Our projects have largely followed the definitions put forth by economic historian Douglass North:
Institutions are the humanly devised constraints that structure human interaction. They are made up of formal constraints (rules, laws, constitutions), informal constraints (norms of behavior, conventions, and self imposed codes of conduct), and their enforcement characteristics. Together they define the incentive structure of societies and specifically economies.
Recently, I discovered the book Reinventing Knowledge, by historians (and fellow Oregonians) Ian McNeely and Lisa Wolverton. Although they take a narrower view of the word institution – their history includes just six: the library, the monastery, the university, the republic of letters, the disciplines, and the laboratory – and although I don't agree with all their conclusions, I find their institutional approach to the history of knowledge informative and helpful.
These notes are transcribed from Ian McNeely's 2008 Authors@Google talk (available on video):
Institutions … structure the way we pursue knowledge, what we do in order to obtain knowledge to pass it down, (and) why we pursue knowledge: what goals we hope to achieve out of so doing.
And my argument is that each institution has been associated with a particular historical epoch, and that the beginning of each of these epochs was a sort of window of opportunity, when small groups of people, even individuals, could cast a prototype, a model from which later instances of that institution were cloned, even if they did change many of their basic features.
And this would happen over and over again throughout an epoch of history, until a new institution, obeying a different logic and purpose, came to reinvent what it meant to pursue knowledge.
You’ll notice that the Internet is not one of these institutions. Far be it from me to come to the belly of the beast and tell you that what you are doing is not creative. That is not at all what I’m saying. Einstein doesn’t even make it into this book, because his contributions happen to fit within the institution of the laboratory.

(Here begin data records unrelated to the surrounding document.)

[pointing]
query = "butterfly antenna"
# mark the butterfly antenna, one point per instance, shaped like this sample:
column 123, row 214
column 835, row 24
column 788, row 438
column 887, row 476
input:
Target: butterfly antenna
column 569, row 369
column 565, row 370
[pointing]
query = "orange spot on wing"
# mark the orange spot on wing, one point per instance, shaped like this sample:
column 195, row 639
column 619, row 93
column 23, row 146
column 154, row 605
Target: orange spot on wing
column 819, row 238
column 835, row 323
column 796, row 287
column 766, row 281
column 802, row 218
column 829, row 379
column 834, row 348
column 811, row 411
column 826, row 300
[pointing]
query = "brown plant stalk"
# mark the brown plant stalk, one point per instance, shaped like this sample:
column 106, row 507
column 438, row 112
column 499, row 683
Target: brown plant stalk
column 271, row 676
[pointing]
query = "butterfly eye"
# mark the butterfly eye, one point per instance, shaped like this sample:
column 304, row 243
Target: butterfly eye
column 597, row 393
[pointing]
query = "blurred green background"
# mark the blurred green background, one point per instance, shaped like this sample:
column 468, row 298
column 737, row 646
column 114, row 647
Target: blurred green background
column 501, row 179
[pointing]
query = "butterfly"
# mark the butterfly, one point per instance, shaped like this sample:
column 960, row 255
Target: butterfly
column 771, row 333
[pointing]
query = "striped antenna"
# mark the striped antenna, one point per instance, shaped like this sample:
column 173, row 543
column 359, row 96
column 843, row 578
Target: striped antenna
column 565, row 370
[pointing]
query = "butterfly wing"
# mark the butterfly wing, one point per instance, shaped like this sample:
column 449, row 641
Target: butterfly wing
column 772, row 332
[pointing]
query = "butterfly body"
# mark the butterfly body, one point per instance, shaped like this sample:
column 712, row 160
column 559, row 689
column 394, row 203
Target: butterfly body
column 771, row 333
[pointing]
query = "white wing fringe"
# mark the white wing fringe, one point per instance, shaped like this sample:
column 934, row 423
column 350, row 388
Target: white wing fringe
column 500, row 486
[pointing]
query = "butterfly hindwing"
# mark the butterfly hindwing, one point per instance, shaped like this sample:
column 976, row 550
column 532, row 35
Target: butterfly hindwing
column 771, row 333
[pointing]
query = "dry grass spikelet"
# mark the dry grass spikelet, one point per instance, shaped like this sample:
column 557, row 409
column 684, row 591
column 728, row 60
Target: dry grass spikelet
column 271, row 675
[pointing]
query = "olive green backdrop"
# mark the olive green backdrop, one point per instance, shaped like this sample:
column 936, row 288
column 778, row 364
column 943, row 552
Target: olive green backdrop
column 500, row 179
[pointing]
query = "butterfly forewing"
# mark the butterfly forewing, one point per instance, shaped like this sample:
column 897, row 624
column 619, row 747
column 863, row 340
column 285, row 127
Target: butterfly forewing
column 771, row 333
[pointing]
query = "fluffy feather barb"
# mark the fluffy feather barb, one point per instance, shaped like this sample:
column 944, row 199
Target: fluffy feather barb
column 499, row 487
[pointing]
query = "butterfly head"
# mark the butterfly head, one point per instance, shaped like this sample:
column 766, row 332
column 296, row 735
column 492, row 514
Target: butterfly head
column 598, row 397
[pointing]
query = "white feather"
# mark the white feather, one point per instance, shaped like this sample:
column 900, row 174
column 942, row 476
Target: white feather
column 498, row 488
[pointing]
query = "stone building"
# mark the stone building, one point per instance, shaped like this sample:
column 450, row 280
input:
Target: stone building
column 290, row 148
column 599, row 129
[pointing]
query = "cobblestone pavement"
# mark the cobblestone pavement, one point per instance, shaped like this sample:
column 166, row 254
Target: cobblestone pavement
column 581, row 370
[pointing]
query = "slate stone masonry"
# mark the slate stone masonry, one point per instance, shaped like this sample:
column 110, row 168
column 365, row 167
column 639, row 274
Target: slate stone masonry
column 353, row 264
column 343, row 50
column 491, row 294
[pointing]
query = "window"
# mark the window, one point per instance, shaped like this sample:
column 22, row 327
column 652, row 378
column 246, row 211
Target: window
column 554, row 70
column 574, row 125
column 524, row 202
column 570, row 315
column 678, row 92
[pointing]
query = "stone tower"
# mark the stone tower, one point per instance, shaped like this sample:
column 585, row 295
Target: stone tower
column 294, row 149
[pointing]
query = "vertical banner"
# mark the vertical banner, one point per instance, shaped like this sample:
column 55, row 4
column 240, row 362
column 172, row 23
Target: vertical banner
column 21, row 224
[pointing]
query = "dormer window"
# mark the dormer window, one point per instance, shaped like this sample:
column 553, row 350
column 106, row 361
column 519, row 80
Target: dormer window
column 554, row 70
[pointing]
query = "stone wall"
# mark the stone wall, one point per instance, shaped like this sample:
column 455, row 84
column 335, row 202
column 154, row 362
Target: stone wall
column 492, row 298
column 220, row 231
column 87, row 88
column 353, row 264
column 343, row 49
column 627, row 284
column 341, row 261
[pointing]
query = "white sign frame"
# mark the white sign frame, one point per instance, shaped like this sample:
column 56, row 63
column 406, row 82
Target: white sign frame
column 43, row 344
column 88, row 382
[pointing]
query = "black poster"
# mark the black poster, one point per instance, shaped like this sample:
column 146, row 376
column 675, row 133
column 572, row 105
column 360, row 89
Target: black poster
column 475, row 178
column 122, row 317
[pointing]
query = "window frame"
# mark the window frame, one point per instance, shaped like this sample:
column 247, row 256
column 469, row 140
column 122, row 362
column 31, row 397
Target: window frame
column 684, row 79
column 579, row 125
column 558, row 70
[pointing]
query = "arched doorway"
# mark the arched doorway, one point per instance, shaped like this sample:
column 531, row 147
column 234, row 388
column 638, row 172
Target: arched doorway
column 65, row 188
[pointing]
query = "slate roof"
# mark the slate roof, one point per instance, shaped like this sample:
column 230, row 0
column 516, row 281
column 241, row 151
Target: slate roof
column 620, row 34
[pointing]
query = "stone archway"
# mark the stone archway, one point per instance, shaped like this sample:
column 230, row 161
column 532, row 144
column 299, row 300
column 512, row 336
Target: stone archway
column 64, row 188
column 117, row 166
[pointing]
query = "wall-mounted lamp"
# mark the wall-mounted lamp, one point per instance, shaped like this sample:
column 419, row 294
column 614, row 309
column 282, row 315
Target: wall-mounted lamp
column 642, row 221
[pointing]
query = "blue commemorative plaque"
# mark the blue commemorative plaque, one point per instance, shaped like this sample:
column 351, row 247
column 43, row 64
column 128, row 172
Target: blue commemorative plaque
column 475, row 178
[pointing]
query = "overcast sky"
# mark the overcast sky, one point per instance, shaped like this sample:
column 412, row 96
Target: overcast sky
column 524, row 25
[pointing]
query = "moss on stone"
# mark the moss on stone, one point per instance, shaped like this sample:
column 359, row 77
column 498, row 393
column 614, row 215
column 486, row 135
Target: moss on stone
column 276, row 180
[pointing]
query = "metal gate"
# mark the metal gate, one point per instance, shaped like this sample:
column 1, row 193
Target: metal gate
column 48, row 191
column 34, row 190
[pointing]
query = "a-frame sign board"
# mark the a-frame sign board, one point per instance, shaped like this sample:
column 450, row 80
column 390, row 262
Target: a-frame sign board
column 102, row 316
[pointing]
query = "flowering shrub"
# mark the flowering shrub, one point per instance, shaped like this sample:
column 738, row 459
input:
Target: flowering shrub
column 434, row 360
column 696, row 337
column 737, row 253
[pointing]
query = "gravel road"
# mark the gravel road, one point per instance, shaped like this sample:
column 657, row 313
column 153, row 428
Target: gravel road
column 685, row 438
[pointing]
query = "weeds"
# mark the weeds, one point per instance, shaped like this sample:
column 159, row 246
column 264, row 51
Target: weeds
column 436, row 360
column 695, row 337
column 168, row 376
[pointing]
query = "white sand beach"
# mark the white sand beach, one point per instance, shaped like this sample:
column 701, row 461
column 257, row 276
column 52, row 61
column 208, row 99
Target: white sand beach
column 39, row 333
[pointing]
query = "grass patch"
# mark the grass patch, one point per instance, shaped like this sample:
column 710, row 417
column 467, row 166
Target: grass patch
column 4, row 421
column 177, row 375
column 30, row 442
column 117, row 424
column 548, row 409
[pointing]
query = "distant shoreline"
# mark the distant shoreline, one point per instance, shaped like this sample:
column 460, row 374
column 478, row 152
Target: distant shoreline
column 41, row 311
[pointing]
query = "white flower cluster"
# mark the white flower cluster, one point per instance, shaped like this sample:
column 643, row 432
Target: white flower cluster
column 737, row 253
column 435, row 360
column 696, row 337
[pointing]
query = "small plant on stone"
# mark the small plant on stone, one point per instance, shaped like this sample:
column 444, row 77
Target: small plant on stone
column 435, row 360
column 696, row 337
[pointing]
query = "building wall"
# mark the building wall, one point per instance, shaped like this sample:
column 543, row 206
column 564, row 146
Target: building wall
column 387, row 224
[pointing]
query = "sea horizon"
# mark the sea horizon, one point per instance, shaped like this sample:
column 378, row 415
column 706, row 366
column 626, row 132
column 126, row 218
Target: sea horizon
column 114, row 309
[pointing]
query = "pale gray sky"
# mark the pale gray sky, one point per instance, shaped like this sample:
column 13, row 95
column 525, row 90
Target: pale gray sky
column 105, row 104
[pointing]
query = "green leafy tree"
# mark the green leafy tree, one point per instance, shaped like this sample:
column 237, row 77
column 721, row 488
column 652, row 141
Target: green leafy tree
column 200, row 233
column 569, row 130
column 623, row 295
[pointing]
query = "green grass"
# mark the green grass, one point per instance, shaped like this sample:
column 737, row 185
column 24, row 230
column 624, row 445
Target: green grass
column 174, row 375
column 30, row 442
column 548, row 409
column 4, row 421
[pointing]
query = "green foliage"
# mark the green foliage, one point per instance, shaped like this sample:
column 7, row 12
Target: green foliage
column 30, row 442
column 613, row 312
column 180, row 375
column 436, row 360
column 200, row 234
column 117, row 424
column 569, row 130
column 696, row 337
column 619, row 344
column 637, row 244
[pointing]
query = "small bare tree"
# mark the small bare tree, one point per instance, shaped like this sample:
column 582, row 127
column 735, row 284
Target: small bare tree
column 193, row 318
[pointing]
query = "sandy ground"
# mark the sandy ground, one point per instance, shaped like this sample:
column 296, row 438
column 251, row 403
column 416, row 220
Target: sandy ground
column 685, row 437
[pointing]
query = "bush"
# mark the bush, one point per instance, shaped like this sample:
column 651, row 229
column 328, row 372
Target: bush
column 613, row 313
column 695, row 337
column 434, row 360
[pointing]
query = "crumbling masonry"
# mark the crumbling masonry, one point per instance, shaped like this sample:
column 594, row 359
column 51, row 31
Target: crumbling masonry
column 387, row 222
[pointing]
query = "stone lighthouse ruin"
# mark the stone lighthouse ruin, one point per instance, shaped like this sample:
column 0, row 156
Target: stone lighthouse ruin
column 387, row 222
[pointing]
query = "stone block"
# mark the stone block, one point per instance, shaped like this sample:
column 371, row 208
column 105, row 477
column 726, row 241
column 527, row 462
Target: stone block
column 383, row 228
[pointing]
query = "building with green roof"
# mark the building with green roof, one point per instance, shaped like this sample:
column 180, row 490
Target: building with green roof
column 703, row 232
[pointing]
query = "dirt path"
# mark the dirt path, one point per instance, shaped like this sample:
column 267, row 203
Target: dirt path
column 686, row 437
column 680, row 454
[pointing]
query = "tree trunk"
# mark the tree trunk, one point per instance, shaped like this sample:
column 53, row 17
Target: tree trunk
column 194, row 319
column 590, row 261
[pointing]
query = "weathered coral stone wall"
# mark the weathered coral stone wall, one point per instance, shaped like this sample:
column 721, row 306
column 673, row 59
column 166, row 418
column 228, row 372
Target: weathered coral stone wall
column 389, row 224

What I believe is that the Internet – Google, YouTube, Facebook, all the things that we now rightly perceive as a revolution of some kind in knowledge – those things don’t amount to a reinvention. …
A new institution changes the practices of pursuing knowledge. …
Each institution not only provides new ways or practices of knowing but also a new purpose for knowing. …
New institutions of knowledge coalesce only in response to epochal, historic, major social changes. They respond, in other words, to the needs of society, and not to the needs of scholars themselves. …
Each institution has superseded its predecessors. Each old institution continues to exist … but whenever a new institution comes along, it reforms and reshapes the practices of knowing and learning so that all the others become subordinate to it.